The most common masking procedure is to place the workpiece on a
turntable and spin the workpiece in the presence of a relatively
stationary vertically-oriented abrasive fluid-jet. The abrasive
fluid-jet is moved radially to the turntable to translate the
abrasive fluid-jet across the surface of the workpiece. Because of
a shuttering effect as the fluid-jet transitions from the mask to
the workplace and the constant speed of the jet relative to the
workpiece, pocket edges tend to be rounded with an arcuate profile
at an intersection between a sidewall and the floor of the pocket.

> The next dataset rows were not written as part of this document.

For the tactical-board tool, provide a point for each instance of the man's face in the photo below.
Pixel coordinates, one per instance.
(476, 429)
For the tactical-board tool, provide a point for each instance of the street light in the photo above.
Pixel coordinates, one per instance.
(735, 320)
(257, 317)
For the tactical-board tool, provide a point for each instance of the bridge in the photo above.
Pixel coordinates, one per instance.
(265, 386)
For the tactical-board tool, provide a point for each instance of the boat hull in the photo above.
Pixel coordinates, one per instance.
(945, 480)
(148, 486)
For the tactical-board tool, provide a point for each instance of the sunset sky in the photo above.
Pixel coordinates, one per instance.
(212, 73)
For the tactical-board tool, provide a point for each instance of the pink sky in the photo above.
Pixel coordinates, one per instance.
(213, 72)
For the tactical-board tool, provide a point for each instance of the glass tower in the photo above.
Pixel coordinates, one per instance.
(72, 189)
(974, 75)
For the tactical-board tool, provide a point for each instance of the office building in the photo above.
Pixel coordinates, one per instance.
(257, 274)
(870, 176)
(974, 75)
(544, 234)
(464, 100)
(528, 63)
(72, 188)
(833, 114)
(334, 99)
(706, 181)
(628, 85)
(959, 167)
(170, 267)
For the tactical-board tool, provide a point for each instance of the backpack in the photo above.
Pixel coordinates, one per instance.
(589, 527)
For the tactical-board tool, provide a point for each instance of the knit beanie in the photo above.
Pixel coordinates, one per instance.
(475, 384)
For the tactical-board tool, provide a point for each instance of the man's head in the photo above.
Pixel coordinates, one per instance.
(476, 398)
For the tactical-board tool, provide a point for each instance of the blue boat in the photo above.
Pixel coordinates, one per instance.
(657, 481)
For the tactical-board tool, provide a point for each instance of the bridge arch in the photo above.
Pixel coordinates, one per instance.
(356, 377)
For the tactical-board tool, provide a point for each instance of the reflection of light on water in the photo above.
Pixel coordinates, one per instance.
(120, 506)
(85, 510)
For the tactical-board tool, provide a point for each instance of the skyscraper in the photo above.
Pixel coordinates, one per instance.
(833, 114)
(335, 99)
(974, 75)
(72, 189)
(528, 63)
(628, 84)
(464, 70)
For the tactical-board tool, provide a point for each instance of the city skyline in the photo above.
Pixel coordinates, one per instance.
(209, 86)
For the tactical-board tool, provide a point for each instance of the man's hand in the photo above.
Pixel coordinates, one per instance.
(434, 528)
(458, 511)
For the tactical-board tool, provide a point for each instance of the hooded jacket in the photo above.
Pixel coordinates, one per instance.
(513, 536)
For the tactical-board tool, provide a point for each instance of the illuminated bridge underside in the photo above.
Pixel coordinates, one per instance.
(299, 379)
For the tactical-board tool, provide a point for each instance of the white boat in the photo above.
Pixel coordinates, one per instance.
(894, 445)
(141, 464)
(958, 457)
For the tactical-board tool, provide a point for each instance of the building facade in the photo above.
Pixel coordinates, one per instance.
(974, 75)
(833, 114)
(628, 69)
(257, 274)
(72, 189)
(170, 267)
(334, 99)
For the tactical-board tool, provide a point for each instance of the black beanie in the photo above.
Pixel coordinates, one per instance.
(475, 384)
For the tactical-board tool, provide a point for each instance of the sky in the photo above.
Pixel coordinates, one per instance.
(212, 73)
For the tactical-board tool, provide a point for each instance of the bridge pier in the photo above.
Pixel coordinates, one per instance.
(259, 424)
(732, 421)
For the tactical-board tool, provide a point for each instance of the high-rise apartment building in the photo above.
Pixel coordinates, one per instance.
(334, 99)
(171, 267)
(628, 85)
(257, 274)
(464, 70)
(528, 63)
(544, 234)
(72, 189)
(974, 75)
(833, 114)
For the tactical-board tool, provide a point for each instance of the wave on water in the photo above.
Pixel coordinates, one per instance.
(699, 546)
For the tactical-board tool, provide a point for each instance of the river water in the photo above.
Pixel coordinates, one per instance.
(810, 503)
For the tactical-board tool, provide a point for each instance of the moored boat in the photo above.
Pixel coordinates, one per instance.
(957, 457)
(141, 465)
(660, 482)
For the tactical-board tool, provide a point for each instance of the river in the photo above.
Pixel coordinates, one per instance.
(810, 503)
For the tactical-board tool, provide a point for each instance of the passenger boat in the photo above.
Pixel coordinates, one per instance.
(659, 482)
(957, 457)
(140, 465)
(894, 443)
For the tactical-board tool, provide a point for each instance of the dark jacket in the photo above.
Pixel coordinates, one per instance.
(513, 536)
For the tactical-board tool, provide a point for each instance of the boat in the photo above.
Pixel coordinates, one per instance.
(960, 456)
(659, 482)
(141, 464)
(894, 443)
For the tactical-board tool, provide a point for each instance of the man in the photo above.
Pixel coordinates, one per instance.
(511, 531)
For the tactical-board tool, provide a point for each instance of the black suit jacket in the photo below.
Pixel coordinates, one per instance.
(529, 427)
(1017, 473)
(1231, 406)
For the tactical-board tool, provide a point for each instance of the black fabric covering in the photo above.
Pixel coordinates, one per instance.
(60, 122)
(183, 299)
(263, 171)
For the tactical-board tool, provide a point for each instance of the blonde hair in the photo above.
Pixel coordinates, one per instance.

Additionally, the abrasive fluid-jet tends, as well, to undercut
the workpiece at the mask interface. While the degree of rounding
and undercutting is dependent upon the pressure of the abrasive
fluid-jet flow and the relative speed between the workpiece and the
fluid-jet, the rounding and undercutting is pronounced enough to
confine the use of abrasive fluid-jet milling to relatively low
precision milling and it can be used to address only a limited
range of workpiece designs.
What is needed is a method and apparatus to exploit the abrasive
fluid-jet for precision milling without relying on a mask or
high-speed relative motion.
SUMMARY OF THE INVENTION
The present invention includes a method and apparatus for milling a
desired pocket in a solid workpiece by an abrasive fluid-jet by
moving and suitably orienting the abrasive fluid-jet relative to
the workpiece. The method includes defining a path of the abrasive
fluid-jet necessary to mill a desired pocket in the solid
workpiece. The path is defined by a number of parameters. The
parameters include a translation velocity, a fluid pressure, and an
abrasive fluid-jet position and orientation relative to the
workpiece. Generating a command set is according to the defined
path and is configured to drive a single-axis or multi-axis
computer numerical control manipulator system.
The present invention comprises a system for removing pocket
material, the pocket material being the material removed from the
workpiece in order to define the desired pocket.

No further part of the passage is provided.